Many delegates also called for dedicated consultations to address incendiary weapons and Protocol III. Supporters for such discussions included the ten states that submitted the joint working paper as well as Canada, Japan, the United Kingdom, the European Union, the International Committee of the Red Cross, Article 36, and Human Rights Watch. However, as it has since 2021, Russia blocked the proposal as well as the inclusion of language on incendiary weapons in the final report of the meeting.

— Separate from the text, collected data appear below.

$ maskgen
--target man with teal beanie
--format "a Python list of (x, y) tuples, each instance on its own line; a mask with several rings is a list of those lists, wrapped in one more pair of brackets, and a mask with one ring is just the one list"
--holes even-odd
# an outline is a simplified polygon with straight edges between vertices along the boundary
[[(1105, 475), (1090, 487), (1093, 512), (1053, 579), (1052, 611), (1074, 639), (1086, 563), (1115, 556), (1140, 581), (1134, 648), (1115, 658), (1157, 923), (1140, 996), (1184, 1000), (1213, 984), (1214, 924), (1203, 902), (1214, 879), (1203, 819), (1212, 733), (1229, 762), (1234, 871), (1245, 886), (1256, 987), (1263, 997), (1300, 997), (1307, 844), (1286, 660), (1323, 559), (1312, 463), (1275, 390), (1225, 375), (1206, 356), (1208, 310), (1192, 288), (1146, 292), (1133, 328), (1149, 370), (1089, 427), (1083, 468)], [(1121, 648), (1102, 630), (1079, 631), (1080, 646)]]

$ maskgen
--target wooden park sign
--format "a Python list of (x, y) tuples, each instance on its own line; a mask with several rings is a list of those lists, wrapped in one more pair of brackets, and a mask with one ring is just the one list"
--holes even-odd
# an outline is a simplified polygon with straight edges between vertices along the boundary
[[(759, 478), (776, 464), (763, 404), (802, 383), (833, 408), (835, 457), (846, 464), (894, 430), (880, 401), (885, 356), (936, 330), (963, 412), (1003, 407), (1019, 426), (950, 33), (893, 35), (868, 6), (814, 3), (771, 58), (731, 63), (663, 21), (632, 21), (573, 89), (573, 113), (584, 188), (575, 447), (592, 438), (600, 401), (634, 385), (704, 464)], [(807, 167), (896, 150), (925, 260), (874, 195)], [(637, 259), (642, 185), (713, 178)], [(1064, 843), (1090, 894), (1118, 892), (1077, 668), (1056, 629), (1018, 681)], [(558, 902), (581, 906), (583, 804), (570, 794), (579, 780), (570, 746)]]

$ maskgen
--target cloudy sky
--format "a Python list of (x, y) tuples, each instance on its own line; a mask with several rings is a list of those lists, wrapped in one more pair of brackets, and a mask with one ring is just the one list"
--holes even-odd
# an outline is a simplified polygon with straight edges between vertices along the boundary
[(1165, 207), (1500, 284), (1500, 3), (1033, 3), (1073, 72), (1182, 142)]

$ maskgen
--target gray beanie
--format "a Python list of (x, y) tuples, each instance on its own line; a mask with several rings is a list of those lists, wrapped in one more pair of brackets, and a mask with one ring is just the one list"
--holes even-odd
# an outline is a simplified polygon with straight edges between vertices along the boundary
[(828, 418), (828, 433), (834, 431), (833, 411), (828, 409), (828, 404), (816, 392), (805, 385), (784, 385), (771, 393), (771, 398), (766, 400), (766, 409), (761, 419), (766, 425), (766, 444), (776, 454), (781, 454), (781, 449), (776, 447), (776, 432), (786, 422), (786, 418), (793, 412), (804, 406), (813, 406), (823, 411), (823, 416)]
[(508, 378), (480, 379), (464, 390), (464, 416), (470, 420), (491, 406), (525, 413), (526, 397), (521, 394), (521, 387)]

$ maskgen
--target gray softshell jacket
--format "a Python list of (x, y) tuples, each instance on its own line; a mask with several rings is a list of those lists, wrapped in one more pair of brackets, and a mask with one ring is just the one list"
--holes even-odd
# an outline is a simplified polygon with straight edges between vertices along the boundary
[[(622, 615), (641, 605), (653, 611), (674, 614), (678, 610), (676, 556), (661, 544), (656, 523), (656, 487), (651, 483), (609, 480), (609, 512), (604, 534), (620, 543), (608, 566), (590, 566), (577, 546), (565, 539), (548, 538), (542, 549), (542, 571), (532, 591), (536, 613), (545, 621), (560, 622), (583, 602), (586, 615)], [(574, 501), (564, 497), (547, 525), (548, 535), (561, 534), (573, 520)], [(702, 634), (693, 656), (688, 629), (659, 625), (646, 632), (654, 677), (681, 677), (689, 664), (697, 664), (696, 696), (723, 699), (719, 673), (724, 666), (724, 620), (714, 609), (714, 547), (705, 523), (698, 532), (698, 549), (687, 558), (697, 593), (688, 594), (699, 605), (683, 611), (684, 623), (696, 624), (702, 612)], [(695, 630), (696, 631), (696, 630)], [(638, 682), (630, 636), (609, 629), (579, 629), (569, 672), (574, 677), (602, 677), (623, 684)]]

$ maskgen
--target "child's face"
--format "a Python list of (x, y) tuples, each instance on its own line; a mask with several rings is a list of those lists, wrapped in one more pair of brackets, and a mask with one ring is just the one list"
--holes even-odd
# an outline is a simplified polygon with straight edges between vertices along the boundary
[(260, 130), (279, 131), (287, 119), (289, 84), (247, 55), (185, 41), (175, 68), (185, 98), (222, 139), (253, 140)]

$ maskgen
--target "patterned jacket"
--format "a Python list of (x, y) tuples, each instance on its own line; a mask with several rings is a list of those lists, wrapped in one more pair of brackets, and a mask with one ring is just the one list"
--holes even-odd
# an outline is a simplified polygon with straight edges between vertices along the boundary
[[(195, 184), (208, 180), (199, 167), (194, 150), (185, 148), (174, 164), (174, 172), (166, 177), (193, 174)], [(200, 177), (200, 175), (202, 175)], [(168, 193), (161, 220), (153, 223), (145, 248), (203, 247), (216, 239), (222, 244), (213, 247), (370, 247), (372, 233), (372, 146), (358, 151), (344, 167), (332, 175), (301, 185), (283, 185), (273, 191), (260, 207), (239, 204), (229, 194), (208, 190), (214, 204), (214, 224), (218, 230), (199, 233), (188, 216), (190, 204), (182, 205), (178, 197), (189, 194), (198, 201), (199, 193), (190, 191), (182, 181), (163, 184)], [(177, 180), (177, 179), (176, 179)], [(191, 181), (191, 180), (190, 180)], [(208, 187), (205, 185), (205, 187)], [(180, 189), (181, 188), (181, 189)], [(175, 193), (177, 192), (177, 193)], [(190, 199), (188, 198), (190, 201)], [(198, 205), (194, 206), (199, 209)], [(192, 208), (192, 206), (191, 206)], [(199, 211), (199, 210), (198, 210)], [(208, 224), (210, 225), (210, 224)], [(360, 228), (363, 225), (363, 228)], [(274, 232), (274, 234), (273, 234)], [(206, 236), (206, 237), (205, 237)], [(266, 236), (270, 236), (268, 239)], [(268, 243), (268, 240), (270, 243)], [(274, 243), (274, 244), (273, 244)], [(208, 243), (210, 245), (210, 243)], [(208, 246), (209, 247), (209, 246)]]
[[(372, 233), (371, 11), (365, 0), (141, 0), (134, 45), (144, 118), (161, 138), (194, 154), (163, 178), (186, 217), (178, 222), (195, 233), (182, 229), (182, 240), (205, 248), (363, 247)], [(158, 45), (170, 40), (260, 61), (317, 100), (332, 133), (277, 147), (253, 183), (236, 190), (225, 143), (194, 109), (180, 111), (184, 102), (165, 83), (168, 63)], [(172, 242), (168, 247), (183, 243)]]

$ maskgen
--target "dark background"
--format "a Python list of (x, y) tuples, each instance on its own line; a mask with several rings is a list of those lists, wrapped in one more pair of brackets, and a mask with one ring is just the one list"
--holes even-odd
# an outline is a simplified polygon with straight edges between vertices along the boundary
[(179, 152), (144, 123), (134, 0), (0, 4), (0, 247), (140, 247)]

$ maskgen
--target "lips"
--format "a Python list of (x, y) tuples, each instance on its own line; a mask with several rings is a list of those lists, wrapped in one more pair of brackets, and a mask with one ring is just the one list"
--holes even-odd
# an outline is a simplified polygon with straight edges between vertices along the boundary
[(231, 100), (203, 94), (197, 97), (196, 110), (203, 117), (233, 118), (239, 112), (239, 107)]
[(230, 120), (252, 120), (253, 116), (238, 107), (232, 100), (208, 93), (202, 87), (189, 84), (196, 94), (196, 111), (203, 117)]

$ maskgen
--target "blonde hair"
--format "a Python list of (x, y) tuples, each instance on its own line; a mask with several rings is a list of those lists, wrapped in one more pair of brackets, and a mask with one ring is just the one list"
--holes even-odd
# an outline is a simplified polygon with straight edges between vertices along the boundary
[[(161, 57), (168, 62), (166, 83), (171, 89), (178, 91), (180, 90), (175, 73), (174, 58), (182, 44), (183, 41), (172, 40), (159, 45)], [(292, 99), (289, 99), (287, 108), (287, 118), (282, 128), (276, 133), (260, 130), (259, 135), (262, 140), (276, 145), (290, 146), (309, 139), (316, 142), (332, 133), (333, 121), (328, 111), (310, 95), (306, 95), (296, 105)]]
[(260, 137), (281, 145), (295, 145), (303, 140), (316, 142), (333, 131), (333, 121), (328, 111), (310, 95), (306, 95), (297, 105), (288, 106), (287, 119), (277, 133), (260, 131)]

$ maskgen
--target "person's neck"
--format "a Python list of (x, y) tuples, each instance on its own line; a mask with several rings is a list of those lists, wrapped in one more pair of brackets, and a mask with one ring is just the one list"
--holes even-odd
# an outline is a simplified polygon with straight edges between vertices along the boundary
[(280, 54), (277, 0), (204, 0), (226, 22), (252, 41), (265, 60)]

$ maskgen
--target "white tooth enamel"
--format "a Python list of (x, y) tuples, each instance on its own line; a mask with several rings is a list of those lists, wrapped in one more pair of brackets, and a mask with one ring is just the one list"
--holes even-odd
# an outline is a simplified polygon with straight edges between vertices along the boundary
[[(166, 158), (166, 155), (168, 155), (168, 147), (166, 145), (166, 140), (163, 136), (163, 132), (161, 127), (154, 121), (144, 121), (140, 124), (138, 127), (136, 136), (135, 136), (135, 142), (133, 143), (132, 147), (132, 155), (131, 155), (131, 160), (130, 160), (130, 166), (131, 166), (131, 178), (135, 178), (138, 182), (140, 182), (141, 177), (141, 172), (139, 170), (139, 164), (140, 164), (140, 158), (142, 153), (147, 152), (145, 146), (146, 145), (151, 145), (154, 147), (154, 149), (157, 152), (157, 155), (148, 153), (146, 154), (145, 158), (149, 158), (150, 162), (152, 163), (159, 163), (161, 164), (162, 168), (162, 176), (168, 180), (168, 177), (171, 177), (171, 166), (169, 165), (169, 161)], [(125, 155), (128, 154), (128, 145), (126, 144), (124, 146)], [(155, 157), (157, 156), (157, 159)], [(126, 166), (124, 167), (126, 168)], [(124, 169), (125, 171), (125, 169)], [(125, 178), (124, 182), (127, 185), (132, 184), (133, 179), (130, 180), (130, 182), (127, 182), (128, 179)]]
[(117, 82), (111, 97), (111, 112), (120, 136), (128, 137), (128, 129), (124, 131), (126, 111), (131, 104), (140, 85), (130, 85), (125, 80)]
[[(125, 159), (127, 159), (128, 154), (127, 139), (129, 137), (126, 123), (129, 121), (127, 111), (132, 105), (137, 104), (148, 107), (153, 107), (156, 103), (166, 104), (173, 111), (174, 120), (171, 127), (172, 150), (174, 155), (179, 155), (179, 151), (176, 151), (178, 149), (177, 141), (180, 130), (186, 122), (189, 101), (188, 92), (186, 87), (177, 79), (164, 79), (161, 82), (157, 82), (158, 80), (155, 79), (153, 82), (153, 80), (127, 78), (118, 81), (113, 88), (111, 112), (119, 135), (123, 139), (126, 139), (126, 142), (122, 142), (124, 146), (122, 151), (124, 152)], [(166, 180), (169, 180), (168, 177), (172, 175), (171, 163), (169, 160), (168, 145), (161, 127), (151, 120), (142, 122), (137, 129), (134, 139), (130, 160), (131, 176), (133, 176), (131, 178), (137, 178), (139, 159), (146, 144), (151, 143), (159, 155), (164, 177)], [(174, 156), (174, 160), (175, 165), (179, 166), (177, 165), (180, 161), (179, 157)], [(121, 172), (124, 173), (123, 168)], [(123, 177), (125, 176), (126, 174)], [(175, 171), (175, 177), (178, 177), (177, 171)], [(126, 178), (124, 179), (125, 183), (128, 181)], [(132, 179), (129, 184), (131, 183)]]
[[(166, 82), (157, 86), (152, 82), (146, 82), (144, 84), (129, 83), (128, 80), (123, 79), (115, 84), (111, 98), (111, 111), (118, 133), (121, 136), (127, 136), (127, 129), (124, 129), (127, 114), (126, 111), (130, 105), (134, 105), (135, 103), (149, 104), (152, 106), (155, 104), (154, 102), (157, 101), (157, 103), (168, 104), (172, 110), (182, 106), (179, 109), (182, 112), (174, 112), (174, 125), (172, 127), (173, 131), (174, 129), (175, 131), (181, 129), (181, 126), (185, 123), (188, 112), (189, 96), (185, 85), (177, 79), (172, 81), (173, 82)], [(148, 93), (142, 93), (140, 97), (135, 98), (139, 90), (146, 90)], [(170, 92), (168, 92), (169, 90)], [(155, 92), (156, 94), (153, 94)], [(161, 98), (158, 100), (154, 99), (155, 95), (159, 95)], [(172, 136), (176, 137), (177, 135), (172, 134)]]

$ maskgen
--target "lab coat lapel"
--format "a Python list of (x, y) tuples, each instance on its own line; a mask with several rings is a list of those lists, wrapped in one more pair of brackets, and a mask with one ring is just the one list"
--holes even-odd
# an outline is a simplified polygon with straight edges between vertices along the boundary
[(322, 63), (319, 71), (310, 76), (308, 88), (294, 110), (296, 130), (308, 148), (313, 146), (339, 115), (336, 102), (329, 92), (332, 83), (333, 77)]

Given the challenges of overcoming consensus under the CCW, it is time for states to convene discussions about the humanitarian consequences of incendiary weapons and limits of existing international law in another forum.
Recommendations
During the First Committee, delegations should:
- Condemn the use of incendiary weapons due to the gravity of their humanitarian consequences;
- Raise awareness of the human cost of incendiary weapons and the need to improve international protections for civilians; and
- Call for informal discussions about the humanitarian concerns raised by these weapons and the adequacy of applicable international law, with the ultimate goal of creating stronger international standards.
Beyond the First Committee:
- At their next meeting in November 2025, CCW high contracting parties should condemn new use of incendiary weapons and ensure their concerns are reflected in the final report of the meeting; and
- States should agree to hold informal discussions under CCW auspices or elsewhere of the concerns raised by incendiary weapons and the adequacy of applicable international law, with the ultimate goal of creating stronger international standards.